Tags: #Ciencia Ficcion

Futuro azul (8 page)

La caja medía quince centímetros de lado y era transparente, con una placa de latón en la parte frontal. La inscripción era breve y sencilla: «A la mejor de las madres: Te quiero muchísimo. Te fuiste demasiado pronto».

Stefan sacó el ramo de flores del interior del abrigo y las dejó en la almohadilla, delante de las cenizas de su madre.

—Lirios, mamá. Tus favoritos.

El flequillo en punta de Stefan se le había caído por la frente y le tapaba los ojos. Parecía varios años más joven.

—Hemos reclutado a otro Oteador, mamá. Es un buen chico. Inteligente. Esta noche le ha salvado la vida a Mona. Tiene la mente ágil; decididamente, podría ser un buen Sobrenaturalista, pero solo es un niño, un no-patrocinado recién salido del Clarissa Frayne.

Stefan se pasó las manos por la cabeza.

—Pero incluso con Cosmo, hay demasiados de esos bichos azules. Cada día aparecen más. Ahora también salen de día, ¿sabes? Aunque te hagas un simple cortecito en el brazo, tienes que ir con mucho cuidado. Nadie está a salvo. Todas las noches reventamos a cien y, al día siguiente, vienen mil Parásitos más a ocupar su lugar.

Stefan frunció el ceño y en su joven frente aparecieron las arrugas de preocupación propias de una persona tres veces mayor que él.

—¿Estoy loco, mamá? ¿Estamos todos locos? ¿De verdad están ahí fuera esos Parásitos? Y si lo están, ¿cómo va a acabar con ellos una pandilla de críos? Los otros creen que soy su líder. Veo cómo recurren a mí, como si yo tuviera todas las respuestas. Hasta el chico nuevo, Cosmo, ya siente auténtica admiración por mí, y eso que solo lleva despierto unas horas. Bueno, pues no tengo ninguna respuesta. Cada día hay más Parásitos y lo único que podemos hacer es salvar a unas cuantas personas cada vez.

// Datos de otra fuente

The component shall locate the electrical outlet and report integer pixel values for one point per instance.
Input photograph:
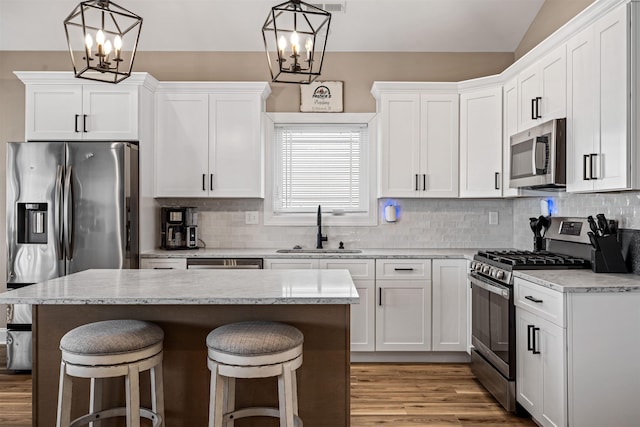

Stefan enterró la cabeza en las manos. Sabía lo que le habría dicho su madre: «Cada persona a la que salvas es el hijo de alguien, o la madre de alguien. Cuando los salvas a ellos, me estás salvando a mí».

«Ojalá... —pensó Stefan—. Ojalá hubiese podido salvarte a ti. Entonces todo habría sido distinto.»

3
Burbujas efervescentes

MONA
Vasquez se sentía como si tuviese los intestinos a punto de salírsele por la boca del estómago. Estaba tumbada en su catre, sudando a mares. Mona se acordaba de todo lo sucedido la noche anterior, pero las imágenes eran borrosas, como si las estuviese viendo debajo del agua. La policía privada le había disparado un dardo y Stefan y Lorito habían conseguido llevarla de vuelta al almacén. Y luego, ¿qué?

Luego, el chico nuevo la había salvado. Después de eso había estado vomitando seis horas y, a juzgar por los ejercicios gimnásticos de su estómago, los vómitos no habían terminado todavía. Mona yacía inmóvil como una estatua. Si no se movía, a lo mejor desaparecerían las arcadas.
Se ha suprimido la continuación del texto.